Dolan made it clear that the subject of the pink slip will not return home until a judge rules in their case.
Some see this as taking of personal freedom to be even worse than taking someone's guns.
The argument Pro-2nd Amendment supporters says what they have against red flag laws is what they believe to be a lack of due process. In a red flag law situation, a hearing is held without the subject present and evidence of their danger is given. If the judge is convinced they are a danger, he rules the guns to be removed and a full hearing is held a few days later to give the subject time to organize their defense.
Law enforcement, and other groups, don't like this for a couple of reasons; one it informs the person who may be dangerous that their window for acting on their plan is closing and leaves them with the freedom to act on that plan by some other means; it also puts law enforcement into a potential confrontation with someone who may not be willing to hand over their guns, which could and has ended tragically. Mostly though, it's that ex-parte hearing Pro-2nd Amendment advocates don't like, they feel the subject should be able to defend themselves against the accusations before the guns are taken.
Which brings us to the Governor's proposal, using the existing pink slip process.
In this process, an ex-parte hearing is held without the subject present (obviously, that's what ex-parte means) and if the judge is convinced they are a danger to themselves or others law enforcement is sent to wherever you are be it home, work, school, church, and you are taken into custody and brought to a facility for assessment and treatment.
Some find Pro-2nd Amendment advocates tolerance of this process to be hypocritical; and to be clear not all Pro-2nd Amendment groups are happy with this process.
When asked if he thought someone's personal freedom was less important than their 2nd Amendment rights Dolan deflected the question, stating that pink slipping someone does not infringe on their due process rights; leaving some to wonder if it's okay to employ ex-parte hearings to determine some things, but not others.
In addition to the pink slip / red flag style legislation, the bill also address background checks in two ways. It updates requirements for keeping records up to date so background checks are more accurate and timely.
It also creates an optional background check for private sellers that carries a criminal penalty of they choose not to participate and the buyer turns out to be someone who shouldn't have a gun.

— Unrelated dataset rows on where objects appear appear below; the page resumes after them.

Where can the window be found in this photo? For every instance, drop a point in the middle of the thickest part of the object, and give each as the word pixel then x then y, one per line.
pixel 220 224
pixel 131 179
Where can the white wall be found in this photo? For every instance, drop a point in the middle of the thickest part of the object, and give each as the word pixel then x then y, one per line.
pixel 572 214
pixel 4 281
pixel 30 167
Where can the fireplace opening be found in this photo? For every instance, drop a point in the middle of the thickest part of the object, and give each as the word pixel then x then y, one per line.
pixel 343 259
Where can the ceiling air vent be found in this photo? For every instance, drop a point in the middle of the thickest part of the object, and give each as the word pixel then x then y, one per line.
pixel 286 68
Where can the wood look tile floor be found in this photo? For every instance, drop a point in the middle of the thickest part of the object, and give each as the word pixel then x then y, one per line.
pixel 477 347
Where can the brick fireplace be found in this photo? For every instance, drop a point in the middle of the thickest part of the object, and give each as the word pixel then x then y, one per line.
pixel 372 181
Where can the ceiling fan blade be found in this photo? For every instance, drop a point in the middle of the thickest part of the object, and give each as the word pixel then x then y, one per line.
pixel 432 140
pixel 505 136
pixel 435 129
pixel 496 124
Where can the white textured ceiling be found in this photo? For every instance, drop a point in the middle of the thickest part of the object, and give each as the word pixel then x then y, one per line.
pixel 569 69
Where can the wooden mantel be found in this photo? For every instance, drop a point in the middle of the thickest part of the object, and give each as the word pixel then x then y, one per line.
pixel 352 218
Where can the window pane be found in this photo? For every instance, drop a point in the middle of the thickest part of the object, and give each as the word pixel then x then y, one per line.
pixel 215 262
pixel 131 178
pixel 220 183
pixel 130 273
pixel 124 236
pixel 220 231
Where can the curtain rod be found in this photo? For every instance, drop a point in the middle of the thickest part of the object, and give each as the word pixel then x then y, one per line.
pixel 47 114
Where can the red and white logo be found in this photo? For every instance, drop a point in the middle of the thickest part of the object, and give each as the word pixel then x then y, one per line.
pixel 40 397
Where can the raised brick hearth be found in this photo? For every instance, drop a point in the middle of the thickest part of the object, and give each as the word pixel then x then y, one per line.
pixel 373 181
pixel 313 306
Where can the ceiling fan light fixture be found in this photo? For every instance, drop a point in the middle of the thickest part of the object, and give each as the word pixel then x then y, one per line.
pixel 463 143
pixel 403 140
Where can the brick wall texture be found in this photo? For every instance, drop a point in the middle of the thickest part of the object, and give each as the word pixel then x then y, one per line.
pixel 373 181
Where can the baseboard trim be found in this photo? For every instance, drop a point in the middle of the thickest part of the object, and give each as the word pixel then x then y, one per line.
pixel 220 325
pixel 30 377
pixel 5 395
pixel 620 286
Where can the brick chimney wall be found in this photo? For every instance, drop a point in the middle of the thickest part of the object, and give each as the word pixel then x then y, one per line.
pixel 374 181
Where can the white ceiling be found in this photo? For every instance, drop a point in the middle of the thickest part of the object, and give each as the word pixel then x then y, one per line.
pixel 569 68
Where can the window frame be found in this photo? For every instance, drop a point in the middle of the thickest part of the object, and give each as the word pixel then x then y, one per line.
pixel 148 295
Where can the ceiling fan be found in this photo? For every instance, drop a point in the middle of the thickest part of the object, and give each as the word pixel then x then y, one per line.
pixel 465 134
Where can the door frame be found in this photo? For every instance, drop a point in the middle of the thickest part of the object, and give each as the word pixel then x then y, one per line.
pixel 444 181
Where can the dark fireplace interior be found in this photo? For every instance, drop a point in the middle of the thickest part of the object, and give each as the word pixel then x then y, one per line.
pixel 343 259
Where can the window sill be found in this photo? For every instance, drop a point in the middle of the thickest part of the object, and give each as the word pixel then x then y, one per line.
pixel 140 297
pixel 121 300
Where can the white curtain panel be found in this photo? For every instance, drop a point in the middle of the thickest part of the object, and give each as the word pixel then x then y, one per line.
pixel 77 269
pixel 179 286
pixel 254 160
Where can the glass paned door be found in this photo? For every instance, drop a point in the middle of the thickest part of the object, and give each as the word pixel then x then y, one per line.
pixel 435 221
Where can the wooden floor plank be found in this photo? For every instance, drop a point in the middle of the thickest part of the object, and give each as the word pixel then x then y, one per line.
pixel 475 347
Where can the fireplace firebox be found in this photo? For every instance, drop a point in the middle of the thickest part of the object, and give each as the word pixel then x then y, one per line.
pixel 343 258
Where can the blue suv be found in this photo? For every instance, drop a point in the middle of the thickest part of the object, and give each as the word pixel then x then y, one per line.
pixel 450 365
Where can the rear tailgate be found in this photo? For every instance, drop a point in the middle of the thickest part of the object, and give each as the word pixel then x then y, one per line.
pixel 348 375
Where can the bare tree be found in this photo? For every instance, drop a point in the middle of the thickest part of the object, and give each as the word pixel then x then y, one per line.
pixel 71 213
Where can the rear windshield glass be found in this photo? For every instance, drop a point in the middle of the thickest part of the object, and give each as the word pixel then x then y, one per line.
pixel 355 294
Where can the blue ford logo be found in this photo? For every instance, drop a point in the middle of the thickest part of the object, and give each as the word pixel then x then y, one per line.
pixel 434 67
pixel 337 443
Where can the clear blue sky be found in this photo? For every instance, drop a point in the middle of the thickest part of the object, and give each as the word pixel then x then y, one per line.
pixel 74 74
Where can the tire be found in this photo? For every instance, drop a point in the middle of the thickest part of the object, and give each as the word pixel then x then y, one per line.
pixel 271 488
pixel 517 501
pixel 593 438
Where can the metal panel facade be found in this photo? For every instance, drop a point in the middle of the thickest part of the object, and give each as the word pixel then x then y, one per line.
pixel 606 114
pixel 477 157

It was stated on more than one occasion during the hearing that Ohioans overwhelmingly support the idea of universal background checks, frequently stated to the degree of 90% of voters.
When asked why the Governor's bill does not do what Ohioans want, Dolan did not have a direct answer. Instead he tried to pivot back to the potential benefits of the bill.
After the hearing, Coley was asked if he planned to give any of the bills more hearings and his responses painted a much more favorable light on the Governor's bill that Dolan is sponsoring.
When asked specifically about the Thomas and Lehner bills, he deferred to saying he would have to talk with the committee about what they wanted to do about those bills, and whether they should move forward with them as their own legislation or if they should be incorporated into another bill.
He did say that he was willing to meet with interested parties of all types, from all sides of the argument, individually so they could feel free to express their issues with the bills, and so he could have a clear understanding of their concerns.
He also said that he planned to continue work on the Governor's bill in a steady, methodical way. The same sentiment was not expressed about the bipartisan bills, which may have just had their one and only required hearing this General Assembly.